In particular, the price of Ether has fallen by more than 20% in the past six days, with most of the losses occurring on June 10, when the US Department of Labor reported that inflation had reached 8.6% in May, the highest level since December 1981. .
Related: Total cryptocurrency market capitalization has fallen below $1.2 trillion, but data shows traders are less likely to sell
A higher consumer price index (CPI) has fueled investor fears that it will force the Federal Reserve to raise interest rates more aggressively, cutting its balance sheet by $9 trillion.
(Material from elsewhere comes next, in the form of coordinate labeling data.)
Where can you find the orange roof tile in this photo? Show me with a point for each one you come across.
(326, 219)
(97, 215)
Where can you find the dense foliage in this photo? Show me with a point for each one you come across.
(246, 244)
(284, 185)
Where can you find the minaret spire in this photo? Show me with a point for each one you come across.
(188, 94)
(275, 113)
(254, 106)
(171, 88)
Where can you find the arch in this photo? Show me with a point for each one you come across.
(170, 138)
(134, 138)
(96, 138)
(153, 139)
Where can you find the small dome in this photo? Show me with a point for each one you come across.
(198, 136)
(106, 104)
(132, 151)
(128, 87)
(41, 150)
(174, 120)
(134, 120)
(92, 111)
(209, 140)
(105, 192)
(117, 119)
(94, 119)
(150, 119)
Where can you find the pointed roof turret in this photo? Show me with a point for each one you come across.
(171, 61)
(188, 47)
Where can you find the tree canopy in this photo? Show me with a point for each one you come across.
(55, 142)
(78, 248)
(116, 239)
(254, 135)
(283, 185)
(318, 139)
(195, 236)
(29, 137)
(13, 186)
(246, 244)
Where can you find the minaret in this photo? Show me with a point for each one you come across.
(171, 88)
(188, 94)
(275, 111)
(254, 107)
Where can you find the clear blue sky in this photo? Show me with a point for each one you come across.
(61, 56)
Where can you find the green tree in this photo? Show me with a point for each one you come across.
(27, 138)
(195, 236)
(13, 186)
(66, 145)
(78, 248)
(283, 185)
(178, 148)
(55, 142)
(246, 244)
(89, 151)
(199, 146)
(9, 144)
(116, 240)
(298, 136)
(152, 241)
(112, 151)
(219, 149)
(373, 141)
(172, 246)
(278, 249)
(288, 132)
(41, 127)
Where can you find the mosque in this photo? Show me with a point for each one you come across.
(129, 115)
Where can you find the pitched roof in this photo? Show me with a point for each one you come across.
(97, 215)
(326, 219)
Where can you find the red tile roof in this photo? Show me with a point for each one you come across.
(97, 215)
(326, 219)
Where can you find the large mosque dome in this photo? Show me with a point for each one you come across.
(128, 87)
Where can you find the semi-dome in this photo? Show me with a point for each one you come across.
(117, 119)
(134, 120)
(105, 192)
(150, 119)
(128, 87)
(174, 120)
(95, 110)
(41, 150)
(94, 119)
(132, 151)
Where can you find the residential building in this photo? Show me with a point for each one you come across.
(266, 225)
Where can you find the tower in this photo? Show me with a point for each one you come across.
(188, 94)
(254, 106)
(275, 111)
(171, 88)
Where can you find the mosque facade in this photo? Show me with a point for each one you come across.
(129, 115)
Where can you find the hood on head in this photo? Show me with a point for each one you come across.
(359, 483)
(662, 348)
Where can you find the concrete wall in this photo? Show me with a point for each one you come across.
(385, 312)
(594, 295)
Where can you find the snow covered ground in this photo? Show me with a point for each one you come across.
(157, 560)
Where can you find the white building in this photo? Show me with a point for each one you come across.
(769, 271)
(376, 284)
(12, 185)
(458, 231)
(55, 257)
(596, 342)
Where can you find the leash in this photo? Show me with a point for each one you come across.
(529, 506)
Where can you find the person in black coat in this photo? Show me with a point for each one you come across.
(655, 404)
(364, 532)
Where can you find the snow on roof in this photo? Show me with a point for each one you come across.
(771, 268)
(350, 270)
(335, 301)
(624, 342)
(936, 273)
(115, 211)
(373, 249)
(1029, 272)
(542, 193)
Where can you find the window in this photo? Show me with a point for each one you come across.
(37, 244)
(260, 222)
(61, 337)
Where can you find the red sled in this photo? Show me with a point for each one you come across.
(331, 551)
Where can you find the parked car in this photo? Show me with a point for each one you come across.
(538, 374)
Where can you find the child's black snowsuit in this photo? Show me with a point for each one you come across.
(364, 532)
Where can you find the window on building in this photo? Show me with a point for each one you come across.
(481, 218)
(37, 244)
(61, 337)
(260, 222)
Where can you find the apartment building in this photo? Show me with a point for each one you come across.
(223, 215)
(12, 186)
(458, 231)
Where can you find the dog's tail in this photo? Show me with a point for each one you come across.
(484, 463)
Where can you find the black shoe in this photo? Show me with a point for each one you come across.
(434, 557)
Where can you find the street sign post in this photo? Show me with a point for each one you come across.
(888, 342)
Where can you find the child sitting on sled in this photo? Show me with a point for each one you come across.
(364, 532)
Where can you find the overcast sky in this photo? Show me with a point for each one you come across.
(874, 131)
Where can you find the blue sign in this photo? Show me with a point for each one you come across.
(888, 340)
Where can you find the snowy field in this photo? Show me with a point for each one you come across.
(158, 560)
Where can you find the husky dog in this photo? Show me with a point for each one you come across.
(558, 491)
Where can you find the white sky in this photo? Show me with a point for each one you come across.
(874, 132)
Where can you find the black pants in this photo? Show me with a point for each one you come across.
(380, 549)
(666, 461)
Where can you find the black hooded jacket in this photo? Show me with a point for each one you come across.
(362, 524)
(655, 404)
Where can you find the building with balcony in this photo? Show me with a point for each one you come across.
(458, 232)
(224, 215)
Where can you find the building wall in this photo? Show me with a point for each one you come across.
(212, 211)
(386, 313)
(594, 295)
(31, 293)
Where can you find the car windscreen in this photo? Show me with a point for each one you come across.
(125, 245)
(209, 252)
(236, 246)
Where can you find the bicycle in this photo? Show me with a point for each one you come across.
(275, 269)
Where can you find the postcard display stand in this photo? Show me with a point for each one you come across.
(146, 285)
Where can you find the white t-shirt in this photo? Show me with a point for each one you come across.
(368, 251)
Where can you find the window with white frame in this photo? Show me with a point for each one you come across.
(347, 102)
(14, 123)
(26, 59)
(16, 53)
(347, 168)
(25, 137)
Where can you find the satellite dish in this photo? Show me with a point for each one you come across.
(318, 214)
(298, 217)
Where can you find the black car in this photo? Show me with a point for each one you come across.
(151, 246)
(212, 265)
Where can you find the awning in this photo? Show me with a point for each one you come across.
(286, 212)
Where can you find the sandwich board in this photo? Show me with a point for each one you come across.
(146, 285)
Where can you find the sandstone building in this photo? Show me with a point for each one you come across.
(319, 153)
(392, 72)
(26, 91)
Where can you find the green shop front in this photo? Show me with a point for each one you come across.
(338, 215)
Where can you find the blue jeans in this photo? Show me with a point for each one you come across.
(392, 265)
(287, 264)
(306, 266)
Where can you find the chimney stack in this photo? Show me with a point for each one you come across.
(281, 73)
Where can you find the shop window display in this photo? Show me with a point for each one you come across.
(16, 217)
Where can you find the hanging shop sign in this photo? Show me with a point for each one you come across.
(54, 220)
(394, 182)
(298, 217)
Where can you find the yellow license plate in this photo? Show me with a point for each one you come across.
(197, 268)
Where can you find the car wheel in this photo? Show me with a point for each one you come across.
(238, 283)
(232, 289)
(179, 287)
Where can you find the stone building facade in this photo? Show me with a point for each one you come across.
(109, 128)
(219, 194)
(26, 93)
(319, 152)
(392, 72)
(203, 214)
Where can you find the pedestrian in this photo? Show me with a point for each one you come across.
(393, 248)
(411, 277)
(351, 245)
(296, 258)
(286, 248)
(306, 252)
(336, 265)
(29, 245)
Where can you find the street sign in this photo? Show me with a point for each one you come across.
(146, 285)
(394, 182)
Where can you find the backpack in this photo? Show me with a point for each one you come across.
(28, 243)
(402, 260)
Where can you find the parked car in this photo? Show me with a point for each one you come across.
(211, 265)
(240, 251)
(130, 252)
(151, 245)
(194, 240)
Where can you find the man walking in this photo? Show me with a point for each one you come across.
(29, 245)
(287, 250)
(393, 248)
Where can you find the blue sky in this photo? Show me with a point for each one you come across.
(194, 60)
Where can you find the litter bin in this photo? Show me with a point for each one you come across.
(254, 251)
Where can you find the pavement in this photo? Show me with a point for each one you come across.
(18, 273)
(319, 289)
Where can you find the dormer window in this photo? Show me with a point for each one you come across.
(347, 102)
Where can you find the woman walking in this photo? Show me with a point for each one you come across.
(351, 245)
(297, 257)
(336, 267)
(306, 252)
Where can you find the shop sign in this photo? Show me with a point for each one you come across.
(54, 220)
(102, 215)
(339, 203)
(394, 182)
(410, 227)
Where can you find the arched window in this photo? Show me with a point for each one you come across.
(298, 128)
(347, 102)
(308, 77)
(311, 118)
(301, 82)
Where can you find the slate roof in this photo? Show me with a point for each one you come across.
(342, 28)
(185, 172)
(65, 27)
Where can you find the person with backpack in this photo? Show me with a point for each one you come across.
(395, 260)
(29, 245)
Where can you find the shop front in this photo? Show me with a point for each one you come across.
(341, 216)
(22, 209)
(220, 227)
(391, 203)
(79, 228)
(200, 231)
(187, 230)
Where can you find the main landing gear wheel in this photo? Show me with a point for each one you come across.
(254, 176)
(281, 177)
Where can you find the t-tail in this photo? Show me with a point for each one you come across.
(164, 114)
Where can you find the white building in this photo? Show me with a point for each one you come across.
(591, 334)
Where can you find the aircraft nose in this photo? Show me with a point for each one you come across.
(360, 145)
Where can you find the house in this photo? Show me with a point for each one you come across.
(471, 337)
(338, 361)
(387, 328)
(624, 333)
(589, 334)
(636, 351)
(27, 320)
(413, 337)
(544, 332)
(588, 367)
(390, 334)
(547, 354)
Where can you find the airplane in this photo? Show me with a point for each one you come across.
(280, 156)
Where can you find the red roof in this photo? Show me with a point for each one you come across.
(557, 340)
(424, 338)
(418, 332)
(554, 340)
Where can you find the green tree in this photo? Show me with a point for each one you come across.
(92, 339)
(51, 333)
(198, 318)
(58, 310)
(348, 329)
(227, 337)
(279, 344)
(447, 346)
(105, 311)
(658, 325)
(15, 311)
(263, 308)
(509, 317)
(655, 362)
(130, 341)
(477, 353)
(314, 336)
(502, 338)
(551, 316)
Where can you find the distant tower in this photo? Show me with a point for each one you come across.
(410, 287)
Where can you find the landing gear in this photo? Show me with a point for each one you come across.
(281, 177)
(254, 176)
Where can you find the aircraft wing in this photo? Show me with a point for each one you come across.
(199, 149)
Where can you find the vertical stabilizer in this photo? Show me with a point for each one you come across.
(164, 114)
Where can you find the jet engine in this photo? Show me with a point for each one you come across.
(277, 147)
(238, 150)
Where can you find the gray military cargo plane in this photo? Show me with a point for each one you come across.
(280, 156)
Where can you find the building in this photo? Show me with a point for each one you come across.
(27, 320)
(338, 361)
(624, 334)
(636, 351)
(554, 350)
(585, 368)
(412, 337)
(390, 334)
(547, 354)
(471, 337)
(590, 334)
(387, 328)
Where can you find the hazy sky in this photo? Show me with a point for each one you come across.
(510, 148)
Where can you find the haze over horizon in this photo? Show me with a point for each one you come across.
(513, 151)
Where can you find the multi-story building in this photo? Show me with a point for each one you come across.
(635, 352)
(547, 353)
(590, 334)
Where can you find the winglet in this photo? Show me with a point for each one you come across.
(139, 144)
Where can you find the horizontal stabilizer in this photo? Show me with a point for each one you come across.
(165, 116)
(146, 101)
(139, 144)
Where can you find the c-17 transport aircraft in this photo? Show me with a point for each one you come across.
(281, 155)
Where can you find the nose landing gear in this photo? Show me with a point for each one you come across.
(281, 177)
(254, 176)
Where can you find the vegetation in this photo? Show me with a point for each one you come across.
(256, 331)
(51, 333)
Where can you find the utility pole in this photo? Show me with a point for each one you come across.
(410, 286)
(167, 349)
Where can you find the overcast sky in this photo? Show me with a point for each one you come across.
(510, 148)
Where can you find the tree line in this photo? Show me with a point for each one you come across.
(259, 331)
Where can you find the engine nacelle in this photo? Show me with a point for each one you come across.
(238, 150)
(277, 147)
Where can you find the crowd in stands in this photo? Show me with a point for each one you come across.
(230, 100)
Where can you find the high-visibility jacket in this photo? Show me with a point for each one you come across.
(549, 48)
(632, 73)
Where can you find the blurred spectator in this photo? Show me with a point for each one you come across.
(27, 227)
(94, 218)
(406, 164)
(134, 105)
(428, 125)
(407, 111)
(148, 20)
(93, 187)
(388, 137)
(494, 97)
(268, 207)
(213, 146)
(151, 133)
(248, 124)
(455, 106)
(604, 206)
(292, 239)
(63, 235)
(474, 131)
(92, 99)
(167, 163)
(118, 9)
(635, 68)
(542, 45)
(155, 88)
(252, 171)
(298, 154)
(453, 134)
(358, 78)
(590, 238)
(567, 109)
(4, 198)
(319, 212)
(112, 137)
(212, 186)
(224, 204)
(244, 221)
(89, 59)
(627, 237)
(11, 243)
This dampened appetite for riskier assets and hurt equities, bitcoin (BTC) and ETH.
Daily chart of ETH/USD vs SPX and BTC/USD. Source: Trading View
Independent analyst Vince Prince is concerned that the recent drop in ETH could continue until the price reaches $650. According to the Samurai Trading Academy, its bottom target is based on a massive head and shoulders, a classic bearish reversal pattern with an 85% chance of hitting a profit target.
Meanwhile, a leading network analyst at Glassnode, who goes by the pseudonym Checkmate, has pointed to a potential disaster in the decentralized finance (DeFi) space that could lead to a drop in the price of Ether in 2022.
The analyst noted that the ratio between the market capitalization of Ethereum and the three largest stablecoins rose to 80% on June 11.
Since “most people borrow stablecoins” by providing ETH as collateral, the likelihood of the Ethereum network becoming less valuable than dollar-pegged tokens would make the value of the debt higher than the collateral itself.
“There are nuances, since not all stablecoins are borrowed and not all are in Ethereum. But the risk of liquidation is still much higher than it was three months ago.”